A team of engineers has developed a flexible and stretchable battery that can bend in a serpentine fashion, like a snake, according to a recent study published in the journal Soft Robotics.
Get ready for a future where snake-like robots might save your life.
Arranging soft battery cells in a snake-like pattern
The new battery could see application across an incredibly diverse range of scenarios, like in disaster or emergencies, or as an upgrade for energy storage technology. And it can also be equipped for other kinds of devices, from everyday wearables to soft robots, according to a press release. The team behind the new technology hails from the Korea Institute of Machinery and Materials (KIMM), and moved forward under the leadership of Senior Researcher Bonkyun Jang, in collaboration with Seungmin Hyun of the Department of Nano-Mechanics. Together, the team researched and developed a stretchable battery structure whose safety and stretchability took substantial inspiration from snake scales.
Snake scales may appear rigid, but each scale can fold into the next to guard the entire organism against external attacks or collisions. But most crucially, their structural properties enable a highly stretchable, flexible means of adapting to the surrounding environment. And this was ideal for the KIMM research team, which worked to mature the design for a battery that can stretch without sacrificing stability and performance. This was accomplished with a mechanical meta-structure designed to emulate the scale of a snake, and, breaking with the convention of wearable devices (where the frame and the battery are co-extensive in a tight formation), the new tech allows for flexible movement — by arranging multiple small, hard batteries to form a scale-like structure, according to the release.

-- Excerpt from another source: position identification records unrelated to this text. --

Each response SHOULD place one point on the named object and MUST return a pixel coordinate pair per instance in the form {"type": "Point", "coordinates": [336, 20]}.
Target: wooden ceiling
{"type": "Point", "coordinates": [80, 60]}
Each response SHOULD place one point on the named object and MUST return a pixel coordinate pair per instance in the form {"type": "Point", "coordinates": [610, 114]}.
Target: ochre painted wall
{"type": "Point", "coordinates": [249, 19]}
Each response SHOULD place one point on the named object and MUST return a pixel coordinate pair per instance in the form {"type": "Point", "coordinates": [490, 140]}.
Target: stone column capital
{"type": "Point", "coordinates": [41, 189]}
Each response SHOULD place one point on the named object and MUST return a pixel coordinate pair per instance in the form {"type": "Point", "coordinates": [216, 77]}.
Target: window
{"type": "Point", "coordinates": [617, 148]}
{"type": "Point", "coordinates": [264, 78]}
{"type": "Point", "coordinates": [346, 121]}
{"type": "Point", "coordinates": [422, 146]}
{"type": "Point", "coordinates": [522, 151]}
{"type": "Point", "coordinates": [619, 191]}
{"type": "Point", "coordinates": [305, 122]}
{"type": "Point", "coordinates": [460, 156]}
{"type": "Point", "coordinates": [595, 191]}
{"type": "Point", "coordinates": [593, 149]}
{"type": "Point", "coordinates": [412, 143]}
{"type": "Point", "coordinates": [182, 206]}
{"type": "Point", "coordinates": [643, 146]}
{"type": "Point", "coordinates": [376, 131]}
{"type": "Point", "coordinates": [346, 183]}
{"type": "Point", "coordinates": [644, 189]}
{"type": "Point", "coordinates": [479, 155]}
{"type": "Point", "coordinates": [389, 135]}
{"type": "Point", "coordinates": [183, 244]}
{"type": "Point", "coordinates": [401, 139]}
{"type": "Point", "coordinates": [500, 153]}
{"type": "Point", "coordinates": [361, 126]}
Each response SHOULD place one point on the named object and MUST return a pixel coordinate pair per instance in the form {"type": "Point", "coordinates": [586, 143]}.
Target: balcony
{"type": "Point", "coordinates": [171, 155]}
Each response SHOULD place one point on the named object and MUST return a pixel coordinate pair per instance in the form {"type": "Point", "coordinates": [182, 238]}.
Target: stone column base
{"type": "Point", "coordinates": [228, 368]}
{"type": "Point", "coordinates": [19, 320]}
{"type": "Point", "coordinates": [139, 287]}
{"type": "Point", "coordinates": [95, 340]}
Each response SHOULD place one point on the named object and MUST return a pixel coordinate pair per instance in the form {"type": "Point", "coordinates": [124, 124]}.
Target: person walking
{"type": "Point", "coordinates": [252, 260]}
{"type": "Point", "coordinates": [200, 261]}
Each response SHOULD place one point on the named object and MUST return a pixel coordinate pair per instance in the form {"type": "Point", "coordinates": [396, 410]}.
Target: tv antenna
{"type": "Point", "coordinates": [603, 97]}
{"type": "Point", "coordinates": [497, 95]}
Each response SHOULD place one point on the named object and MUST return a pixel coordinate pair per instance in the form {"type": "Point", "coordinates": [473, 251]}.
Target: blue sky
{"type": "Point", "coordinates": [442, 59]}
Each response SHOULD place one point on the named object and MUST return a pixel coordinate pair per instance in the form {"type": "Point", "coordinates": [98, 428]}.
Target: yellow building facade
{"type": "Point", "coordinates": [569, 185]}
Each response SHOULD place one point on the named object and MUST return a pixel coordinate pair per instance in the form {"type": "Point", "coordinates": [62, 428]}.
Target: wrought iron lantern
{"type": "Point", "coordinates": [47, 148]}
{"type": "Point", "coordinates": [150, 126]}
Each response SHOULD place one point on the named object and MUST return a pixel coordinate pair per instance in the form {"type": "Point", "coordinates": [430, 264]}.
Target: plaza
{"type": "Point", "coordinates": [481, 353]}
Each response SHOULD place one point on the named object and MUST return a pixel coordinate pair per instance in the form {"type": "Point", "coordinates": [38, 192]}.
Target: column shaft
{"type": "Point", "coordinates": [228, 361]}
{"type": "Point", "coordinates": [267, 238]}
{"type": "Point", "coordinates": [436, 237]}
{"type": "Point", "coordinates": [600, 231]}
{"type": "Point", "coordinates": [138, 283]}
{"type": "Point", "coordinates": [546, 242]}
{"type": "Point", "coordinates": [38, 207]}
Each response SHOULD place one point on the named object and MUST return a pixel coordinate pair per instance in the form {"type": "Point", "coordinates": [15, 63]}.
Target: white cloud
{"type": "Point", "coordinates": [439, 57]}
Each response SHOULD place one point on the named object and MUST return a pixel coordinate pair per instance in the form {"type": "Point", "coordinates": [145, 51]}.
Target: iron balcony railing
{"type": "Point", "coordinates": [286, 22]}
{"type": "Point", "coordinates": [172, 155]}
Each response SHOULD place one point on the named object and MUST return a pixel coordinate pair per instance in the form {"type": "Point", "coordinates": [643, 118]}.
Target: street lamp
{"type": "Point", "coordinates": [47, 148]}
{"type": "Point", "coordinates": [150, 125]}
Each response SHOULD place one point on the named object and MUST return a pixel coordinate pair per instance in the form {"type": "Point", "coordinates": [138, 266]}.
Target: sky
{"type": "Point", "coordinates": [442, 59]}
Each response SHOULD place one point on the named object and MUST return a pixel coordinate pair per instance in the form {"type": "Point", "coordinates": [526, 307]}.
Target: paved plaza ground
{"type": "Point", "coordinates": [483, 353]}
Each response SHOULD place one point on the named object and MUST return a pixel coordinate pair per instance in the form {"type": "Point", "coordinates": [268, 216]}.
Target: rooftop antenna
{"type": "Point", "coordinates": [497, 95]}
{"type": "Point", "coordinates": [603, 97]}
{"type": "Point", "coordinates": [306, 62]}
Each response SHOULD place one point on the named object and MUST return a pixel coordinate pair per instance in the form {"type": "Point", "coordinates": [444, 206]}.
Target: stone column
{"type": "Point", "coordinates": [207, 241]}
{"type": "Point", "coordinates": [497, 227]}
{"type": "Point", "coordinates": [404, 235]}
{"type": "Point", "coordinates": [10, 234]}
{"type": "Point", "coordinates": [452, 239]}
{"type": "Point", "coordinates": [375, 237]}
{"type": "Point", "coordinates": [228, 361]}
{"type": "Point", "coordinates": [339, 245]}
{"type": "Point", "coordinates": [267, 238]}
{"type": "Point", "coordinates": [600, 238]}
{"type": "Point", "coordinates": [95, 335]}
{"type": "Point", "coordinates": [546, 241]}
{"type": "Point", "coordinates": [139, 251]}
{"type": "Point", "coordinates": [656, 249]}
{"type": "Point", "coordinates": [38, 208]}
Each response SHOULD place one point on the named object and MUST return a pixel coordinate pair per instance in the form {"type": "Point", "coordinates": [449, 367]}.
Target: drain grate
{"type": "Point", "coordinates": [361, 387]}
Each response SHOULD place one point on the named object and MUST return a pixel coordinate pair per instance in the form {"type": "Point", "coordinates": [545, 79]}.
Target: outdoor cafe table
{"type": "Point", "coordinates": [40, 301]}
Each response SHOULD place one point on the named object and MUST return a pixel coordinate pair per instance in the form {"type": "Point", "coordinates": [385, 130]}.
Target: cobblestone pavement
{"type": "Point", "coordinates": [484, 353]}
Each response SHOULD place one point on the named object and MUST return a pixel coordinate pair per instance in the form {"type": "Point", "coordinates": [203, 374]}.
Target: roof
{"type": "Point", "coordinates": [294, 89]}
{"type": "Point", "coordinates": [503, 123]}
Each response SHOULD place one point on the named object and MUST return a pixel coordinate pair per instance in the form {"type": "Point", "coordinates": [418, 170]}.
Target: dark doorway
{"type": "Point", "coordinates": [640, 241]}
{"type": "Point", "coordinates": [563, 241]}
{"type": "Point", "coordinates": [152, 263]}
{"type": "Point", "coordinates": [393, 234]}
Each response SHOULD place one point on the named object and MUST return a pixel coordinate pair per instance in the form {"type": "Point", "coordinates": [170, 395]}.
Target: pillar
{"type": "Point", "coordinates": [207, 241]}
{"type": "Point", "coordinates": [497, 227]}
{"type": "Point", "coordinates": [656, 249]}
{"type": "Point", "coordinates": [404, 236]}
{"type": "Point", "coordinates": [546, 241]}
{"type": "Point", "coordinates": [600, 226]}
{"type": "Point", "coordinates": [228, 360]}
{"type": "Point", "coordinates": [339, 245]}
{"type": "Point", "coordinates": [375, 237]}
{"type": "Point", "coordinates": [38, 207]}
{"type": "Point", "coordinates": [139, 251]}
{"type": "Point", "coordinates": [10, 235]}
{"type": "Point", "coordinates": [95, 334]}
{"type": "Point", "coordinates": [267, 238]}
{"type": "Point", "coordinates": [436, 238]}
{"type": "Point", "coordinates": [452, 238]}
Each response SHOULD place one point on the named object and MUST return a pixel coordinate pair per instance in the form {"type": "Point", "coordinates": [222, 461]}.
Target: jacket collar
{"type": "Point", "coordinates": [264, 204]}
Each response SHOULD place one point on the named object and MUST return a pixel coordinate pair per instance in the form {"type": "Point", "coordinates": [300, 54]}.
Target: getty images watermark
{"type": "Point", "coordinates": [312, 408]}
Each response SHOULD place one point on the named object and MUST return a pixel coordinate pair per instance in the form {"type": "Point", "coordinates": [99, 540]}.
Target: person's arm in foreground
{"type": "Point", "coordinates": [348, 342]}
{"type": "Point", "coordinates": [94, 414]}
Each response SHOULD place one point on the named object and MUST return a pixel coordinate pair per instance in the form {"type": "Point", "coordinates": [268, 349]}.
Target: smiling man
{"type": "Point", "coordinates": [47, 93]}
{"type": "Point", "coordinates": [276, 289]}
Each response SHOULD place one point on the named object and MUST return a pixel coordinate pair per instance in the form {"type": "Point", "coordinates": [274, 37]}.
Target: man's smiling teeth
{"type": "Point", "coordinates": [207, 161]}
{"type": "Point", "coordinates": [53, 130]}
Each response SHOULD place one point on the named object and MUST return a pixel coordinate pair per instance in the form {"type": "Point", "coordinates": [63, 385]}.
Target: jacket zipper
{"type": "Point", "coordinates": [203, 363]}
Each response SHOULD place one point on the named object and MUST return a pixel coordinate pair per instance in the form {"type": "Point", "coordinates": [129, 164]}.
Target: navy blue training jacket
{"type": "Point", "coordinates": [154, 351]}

Rescue robots could locate buried victims in a collapsed building
The KIMM team also worked to ensure the battery's safety by minimizing the deformation in the materials comprising the battery, in addition to an optimized (customized) shape used for each battery cell, which granted high capacity per unit size. The shape and the connective components of the novel battery cell were key features of the new innovation, involving small, hexagonal shapes that look like a snake scale, except joined with copper and polymer materials united in a hinge mechanism, which enabled both the fold and the unfold mechanisms. Notably, this design is simple enough to make mass production a viable pathway as the technology is further tested. Since the battery can be forged by cutting and folding flexible electrodes in a manufacturing process, creating these snake-like battery cell devices at scale would be a lot like industrial origami.
The applications range from wearable soft robots for humans to energy storage devices, the former of which call for optimal flexibility, but with a soft touch. The new snake-like battery cell design might also prove worthwhile for medical devices used to help in the rehabilitation of older people, in addition to the sick, who need help. The new robotic device could also see use during disaster scenarios, or as an aid or scout for rescue missions. Imagine sending a snake-like robot into the chaotic remains of a collapsed building, weaving and twisting its way through the boulders and broken glass, only to confirm the location of a trapped victim, saving hours or days in time elapsed for recovery efforts, which, ultimately, can also save lives.